Trustees report finds majority of racism complaints unsupported


Jun Starkey, News Editor

Seven out of eight investigated campus racism incidents sparked debates Thursday after they were found to be unsubstantiated, but they also brought attention to the college’s poor response system to these types of complaints.

Legal counsel Craig Price attributed much of the issues investigating the incidents to a failure to report them in a timely manner.

“Without prompt reporting, the college is limited in its ability to ascertain the facts, potentially identify perpetrators, and take remedial measures,” Price wrote in his report. “Further, in some cases, after the college belatedly became aware of the incidents, the complaining staff or students declined to be interviewed.

“A meaningful search for the truth requires the cooperation of the affected individuals.”

One particular incident that sparked debate was when a black student was asked to leave the Learning Resource Center by a staff member because he “was not a student,” though he was there using the computer for his student orientation.

Price said that an investigator looking into this case found no evidence of the staff member’s motivation for calling security being influenced by the student’s race.

Many felt that this incident was an example of implicit bias, a form of bias that is influenced by stereotypes, and affects our actions and worldview unconsciously.

Trustee Peter Haslund alluded to this, saying that though institutional racism is hard to prove, he is aware that it exists.

“I for one would be surprised if there was a finding that we did not have institutional racism on campus,” he said. “There’s no specific instances that we can prove with rules of law, but I know they’re there.”

He called the incident in the Learning Resource Center a “below the conscious level example of racism.”

Many community members were upset by this report, feeling as though the results imply that racism is not an issue on campus.

Damian Clogher, an engineering student at City College, gave additional examples of instances of racism on campus.
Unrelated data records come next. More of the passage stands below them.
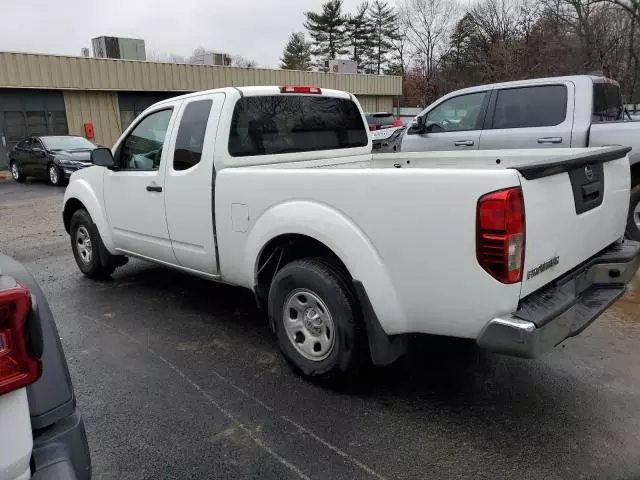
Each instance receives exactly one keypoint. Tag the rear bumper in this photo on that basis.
(564, 309)
(61, 451)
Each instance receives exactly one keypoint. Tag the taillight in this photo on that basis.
(299, 89)
(17, 367)
(501, 234)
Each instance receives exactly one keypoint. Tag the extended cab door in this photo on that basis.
(189, 183)
(133, 194)
(535, 116)
(454, 124)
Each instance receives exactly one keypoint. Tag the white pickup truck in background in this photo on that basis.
(275, 189)
(560, 112)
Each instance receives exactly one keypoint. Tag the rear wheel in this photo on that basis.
(633, 219)
(92, 257)
(16, 174)
(317, 320)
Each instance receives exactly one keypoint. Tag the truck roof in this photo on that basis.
(534, 81)
(255, 91)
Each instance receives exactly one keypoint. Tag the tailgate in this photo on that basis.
(575, 206)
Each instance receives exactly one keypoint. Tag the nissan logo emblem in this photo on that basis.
(588, 172)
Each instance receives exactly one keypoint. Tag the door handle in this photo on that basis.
(550, 140)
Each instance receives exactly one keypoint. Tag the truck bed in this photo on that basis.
(409, 234)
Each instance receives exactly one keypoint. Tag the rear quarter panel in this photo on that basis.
(407, 234)
(617, 133)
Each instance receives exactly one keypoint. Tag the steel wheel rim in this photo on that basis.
(53, 174)
(308, 324)
(83, 244)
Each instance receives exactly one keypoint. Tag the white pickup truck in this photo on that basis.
(275, 189)
(557, 112)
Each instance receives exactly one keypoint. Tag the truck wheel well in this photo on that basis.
(284, 249)
(72, 206)
(635, 174)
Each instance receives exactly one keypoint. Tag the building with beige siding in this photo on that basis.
(52, 94)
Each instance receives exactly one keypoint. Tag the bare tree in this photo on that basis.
(428, 25)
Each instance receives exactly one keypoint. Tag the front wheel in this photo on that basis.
(92, 257)
(16, 174)
(633, 218)
(55, 175)
(317, 320)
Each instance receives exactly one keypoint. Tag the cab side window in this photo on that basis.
(191, 133)
(142, 149)
(456, 114)
(540, 106)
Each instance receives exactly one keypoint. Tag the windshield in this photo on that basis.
(607, 102)
(67, 143)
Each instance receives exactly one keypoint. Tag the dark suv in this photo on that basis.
(52, 158)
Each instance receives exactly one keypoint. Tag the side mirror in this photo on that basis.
(102, 157)
(417, 126)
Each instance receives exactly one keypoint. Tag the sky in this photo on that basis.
(255, 29)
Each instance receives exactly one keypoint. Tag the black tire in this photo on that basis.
(349, 353)
(632, 230)
(16, 174)
(100, 263)
(56, 180)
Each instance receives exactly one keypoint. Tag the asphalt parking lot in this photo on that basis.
(180, 378)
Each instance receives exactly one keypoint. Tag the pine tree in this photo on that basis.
(360, 31)
(385, 23)
(327, 29)
(297, 53)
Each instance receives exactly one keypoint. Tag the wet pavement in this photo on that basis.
(180, 378)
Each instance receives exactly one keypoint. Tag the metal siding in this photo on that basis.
(59, 72)
(100, 108)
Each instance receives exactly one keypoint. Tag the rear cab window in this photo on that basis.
(380, 119)
(607, 102)
(288, 123)
(525, 107)
(191, 133)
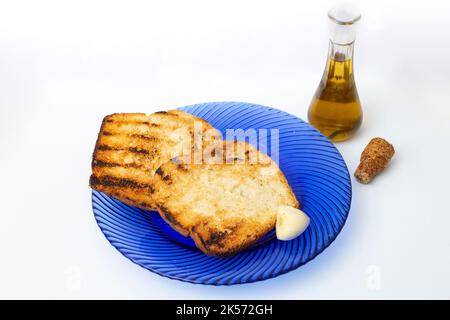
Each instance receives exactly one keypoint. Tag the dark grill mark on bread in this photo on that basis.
(138, 150)
(100, 163)
(110, 181)
(215, 238)
(159, 172)
(168, 215)
(104, 147)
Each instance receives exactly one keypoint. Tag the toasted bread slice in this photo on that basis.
(225, 203)
(131, 146)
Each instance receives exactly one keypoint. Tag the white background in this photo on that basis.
(64, 65)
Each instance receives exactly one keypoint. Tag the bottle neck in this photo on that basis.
(339, 68)
(340, 52)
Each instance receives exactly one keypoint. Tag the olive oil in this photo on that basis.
(335, 109)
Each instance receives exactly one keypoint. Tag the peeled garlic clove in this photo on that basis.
(291, 223)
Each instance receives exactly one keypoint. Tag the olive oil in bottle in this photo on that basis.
(335, 109)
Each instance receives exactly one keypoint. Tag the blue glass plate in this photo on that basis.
(312, 165)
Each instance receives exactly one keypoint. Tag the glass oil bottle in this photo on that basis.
(335, 109)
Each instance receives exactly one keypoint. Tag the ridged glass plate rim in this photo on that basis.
(190, 109)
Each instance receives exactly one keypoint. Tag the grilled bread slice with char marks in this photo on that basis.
(225, 205)
(131, 146)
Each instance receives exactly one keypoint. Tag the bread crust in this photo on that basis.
(224, 207)
(131, 146)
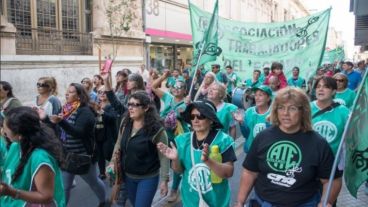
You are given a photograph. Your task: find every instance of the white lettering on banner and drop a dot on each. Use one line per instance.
(281, 180)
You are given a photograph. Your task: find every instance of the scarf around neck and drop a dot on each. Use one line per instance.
(69, 108)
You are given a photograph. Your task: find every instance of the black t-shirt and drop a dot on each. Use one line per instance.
(227, 156)
(289, 166)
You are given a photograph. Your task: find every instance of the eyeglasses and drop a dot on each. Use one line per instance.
(42, 85)
(178, 87)
(198, 116)
(291, 109)
(134, 105)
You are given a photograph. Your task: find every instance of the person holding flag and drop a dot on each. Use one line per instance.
(344, 95)
(288, 161)
(233, 80)
(254, 120)
(207, 49)
(173, 122)
(329, 118)
(355, 136)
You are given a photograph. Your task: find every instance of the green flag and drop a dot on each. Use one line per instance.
(356, 162)
(205, 41)
(335, 55)
(249, 46)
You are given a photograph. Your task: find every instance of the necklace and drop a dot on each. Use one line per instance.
(199, 144)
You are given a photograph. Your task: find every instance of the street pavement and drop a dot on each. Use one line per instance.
(82, 195)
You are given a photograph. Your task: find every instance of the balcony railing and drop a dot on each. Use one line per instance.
(44, 41)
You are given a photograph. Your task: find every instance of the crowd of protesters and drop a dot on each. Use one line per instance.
(132, 133)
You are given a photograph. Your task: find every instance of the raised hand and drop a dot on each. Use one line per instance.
(107, 81)
(55, 119)
(170, 153)
(239, 116)
(205, 153)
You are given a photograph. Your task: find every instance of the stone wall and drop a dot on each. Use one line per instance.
(23, 71)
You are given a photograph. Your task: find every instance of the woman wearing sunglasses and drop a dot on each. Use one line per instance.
(190, 156)
(344, 95)
(121, 89)
(77, 122)
(136, 159)
(7, 99)
(105, 130)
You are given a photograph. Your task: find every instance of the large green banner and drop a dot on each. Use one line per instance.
(249, 46)
(356, 162)
(332, 56)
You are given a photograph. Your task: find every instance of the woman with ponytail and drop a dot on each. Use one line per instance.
(31, 173)
(77, 122)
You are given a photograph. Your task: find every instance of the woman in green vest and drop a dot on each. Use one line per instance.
(31, 173)
(190, 156)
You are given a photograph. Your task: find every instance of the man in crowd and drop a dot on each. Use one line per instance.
(254, 82)
(219, 75)
(362, 69)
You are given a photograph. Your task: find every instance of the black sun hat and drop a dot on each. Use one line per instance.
(206, 108)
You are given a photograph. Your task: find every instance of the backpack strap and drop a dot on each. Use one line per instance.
(328, 108)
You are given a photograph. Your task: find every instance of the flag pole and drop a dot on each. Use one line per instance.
(196, 68)
(347, 125)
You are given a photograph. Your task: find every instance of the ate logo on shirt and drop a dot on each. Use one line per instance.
(258, 128)
(283, 155)
(326, 129)
(202, 173)
(340, 101)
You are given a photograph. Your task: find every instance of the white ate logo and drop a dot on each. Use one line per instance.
(340, 101)
(202, 172)
(326, 129)
(258, 128)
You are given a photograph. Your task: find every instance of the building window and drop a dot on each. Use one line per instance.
(19, 13)
(88, 15)
(50, 26)
(46, 14)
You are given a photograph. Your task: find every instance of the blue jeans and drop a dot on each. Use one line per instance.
(313, 202)
(144, 188)
(94, 182)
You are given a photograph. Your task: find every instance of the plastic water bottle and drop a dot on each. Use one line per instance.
(216, 156)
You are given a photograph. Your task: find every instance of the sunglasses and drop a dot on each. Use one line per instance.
(198, 116)
(178, 87)
(134, 105)
(42, 85)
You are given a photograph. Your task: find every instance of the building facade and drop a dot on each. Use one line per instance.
(69, 39)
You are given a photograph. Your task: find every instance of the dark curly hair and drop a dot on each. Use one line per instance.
(26, 122)
(152, 121)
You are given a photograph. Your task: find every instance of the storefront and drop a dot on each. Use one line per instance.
(170, 56)
(168, 28)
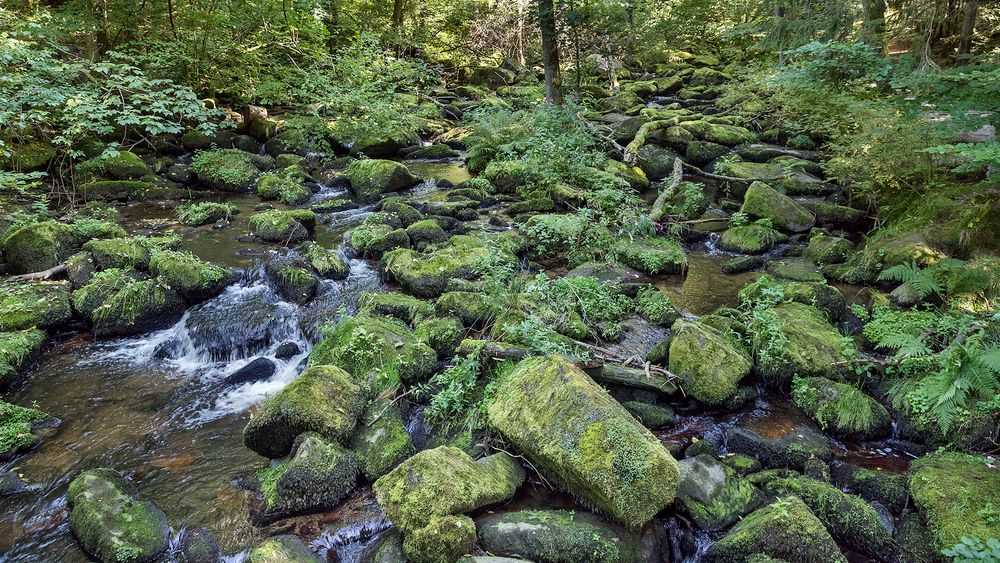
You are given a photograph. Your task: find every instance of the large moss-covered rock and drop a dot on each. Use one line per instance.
(227, 170)
(17, 349)
(281, 549)
(958, 495)
(812, 345)
(371, 178)
(841, 409)
(707, 360)
(317, 476)
(445, 481)
(363, 342)
(712, 493)
(848, 518)
(39, 246)
(285, 227)
(38, 304)
(652, 255)
(785, 529)
(380, 440)
(557, 536)
(111, 523)
(427, 274)
(194, 279)
(764, 202)
(324, 399)
(583, 440)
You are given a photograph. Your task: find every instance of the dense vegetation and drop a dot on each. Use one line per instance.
(841, 155)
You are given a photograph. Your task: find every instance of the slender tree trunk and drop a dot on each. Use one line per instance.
(968, 26)
(550, 51)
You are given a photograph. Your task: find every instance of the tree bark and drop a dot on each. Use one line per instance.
(550, 52)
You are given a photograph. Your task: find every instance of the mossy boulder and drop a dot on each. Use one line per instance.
(39, 246)
(287, 227)
(380, 440)
(707, 360)
(317, 476)
(764, 202)
(849, 519)
(364, 342)
(34, 304)
(841, 409)
(712, 493)
(958, 495)
(785, 530)
(227, 170)
(428, 274)
(111, 523)
(583, 440)
(652, 255)
(370, 178)
(812, 346)
(323, 399)
(558, 536)
(281, 549)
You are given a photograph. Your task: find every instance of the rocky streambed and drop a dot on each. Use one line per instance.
(257, 375)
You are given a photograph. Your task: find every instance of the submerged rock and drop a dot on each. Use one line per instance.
(324, 399)
(582, 439)
(558, 536)
(111, 523)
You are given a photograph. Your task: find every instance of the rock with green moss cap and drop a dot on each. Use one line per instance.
(287, 227)
(194, 279)
(812, 346)
(958, 495)
(785, 529)
(111, 523)
(317, 475)
(652, 255)
(324, 399)
(558, 536)
(227, 170)
(583, 440)
(849, 519)
(750, 239)
(364, 342)
(713, 494)
(18, 349)
(380, 440)
(841, 409)
(371, 178)
(427, 274)
(708, 362)
(39, 246)
(445, 481)
(764, 202)
(34, 304)
(281, 549)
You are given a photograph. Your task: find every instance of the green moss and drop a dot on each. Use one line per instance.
(35, 304)
(785, 529)
(17, 348)
(583, 440)
(841, 409)
(228, 170)
(958, 495)
(324, 399)
(205, 212)
(444, 481)
(371, 178)
(710, 365)
(849, 518)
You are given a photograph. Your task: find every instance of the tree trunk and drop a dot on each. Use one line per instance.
(550, 51)
(968, 26)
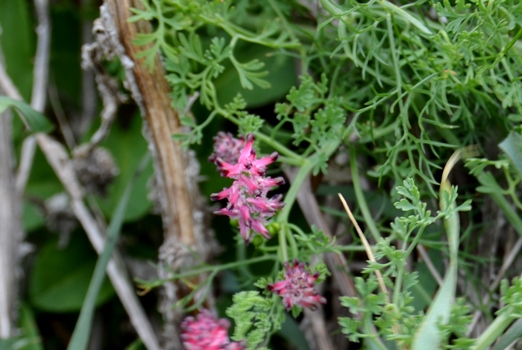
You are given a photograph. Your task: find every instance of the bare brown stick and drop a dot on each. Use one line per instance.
(63, 167)
(319, 337)
(41, 74)
(175, 173)
(58, 159)
(10, 230)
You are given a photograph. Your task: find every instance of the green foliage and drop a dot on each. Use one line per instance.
(255, 318)
(33, 120)
(60, 277)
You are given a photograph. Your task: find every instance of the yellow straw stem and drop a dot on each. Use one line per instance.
(366, 245)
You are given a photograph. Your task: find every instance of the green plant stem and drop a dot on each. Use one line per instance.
(503, 204)
(293, 244)
(359, 196)
(295, 159)
(493, 332)
(283, 250)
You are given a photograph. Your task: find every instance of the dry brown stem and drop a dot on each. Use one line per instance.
(175, 170)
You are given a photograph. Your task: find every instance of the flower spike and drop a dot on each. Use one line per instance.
(247, 197)
(204, 332)
(298, 287)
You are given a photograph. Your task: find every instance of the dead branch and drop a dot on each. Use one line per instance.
(175, 169)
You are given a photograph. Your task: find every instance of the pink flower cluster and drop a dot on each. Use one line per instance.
(298, 287)
(206, 333)
(247, 197)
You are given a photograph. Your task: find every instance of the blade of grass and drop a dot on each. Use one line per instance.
(82, 330)
(428, 336)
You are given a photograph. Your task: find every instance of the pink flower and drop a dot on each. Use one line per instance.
(206, 333)
(298, 287)
(247, 197)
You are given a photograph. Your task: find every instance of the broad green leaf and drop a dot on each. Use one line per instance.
(59, 279)
(33, 120)
(82, 330)
(512, 146)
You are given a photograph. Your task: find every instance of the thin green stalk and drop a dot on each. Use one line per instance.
(493, 332)
(504, 205)
(293, 244)
(283, 250)
(359, 196)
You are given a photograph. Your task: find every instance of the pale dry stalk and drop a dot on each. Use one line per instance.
(175, 169)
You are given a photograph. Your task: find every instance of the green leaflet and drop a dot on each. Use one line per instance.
(33, 120)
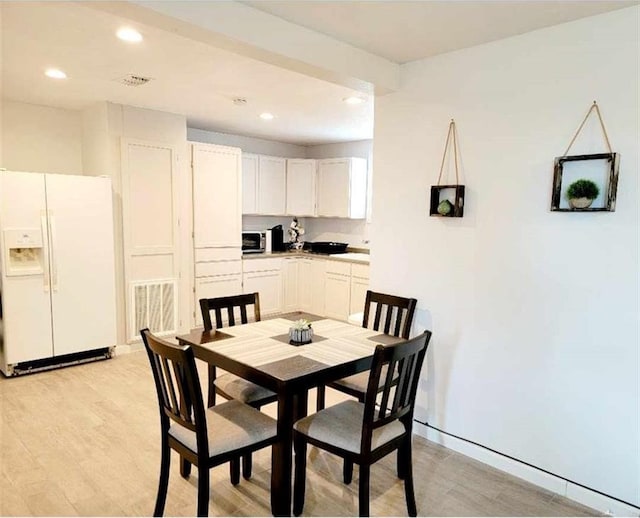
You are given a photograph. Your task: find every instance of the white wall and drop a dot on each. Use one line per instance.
(534, 313)
(41, 138)
(248, 144)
Clogher said the board’s lack of action at the Feb. 14 meeting, when a man said the unabbreviated n-word during public comment, showed its compliance.

“If you don’t speak out against it you give it your approval,” Clogher said.

He also briefly addressed the recent pledge controversy.

“If you were willing to stop saying the pledge because you thought that’s what black students wanted,” Clogher said, “…then I hope that you’ll listen to what they are actually asking for.”

Community member Simone Ruskamp said that the report not only lacked critical information, but contained false information.

“What was reported to you all was that the first time people were hearing about it was at the board meeting. But that was untrue,” Ruskamp said, referencing an incident in the library where two students were called the n-word. “The first time those two students talked about it in a public setting they reported it to top administrators at this college only three days after the incident had occurred.”

Ruskamp named Director of Equity Luis Giraldo, Vice President Pamela Ralston, Dean of Students Christopher Johnson and Dean Arturo Rodriguez as all being present for this meeting.

After Ruskamp, Price took the podium to say that all college employees are mandated reporters, and the decision to report cannot be left to someone else.

Trustee Jonathan Abboud said that despite the report concluding that many of the instances of racial discrimination were unfounded, it was not the “be all end all” of the board’s decision to take action against racism on campus.

He explained that because the report was legalistic it might not be fully comprehensive.

One of the plans of action is a resolution Trustees Abboud and Parker have created, that would help create a more comprehensive anti-racism plan by working with students, staff and faculty, and having a clear line of action.

Many members of Showing Up for Racial Justice spoke about the demands of black faculty, staff and students.

Kim Paszkeicz, a member of the group, said that trust needs to be rebuilt among black faculty, students, and the board.

“Since this is a community college, it is critical that the impacted parties feel like they are equal part of SBCC,” Paszkeicz said. “You need some clarity for how you are going to address this climate on campus.”

As discussion regarding the resolution began, Trustees Abboud acknowledged that many things were going to be done before the resolution’s deadline in May. He suggested a “campus climate survey” that would help get a better understanding about how students feel about what has been transpiring in recent months.

Shortly after, Trustee Veronica Gallardo recommended that the resolution not go forward. She explained that as a board it is their duty to be non-partisan and protect the college.

“My hope is that we would help our college community and our external community lead peaceful and quiet lives,” Gallardo said. “That we are not meddling and regulating every aspect of their processes.”

As soon as she spoke those words, several members of the audience began rumbling with protests, some even shouting out briefly before being gavelled by Trustee President Robert Miller.

Trustee Gallardo then immediately moved that they be removed from the meeting, rescinding the motion minutes later as the audience became quiet.

The meeting concluded soon after, many having left as the meeting had gone late into the night.

The board will reconvene at their next meeting on March 14.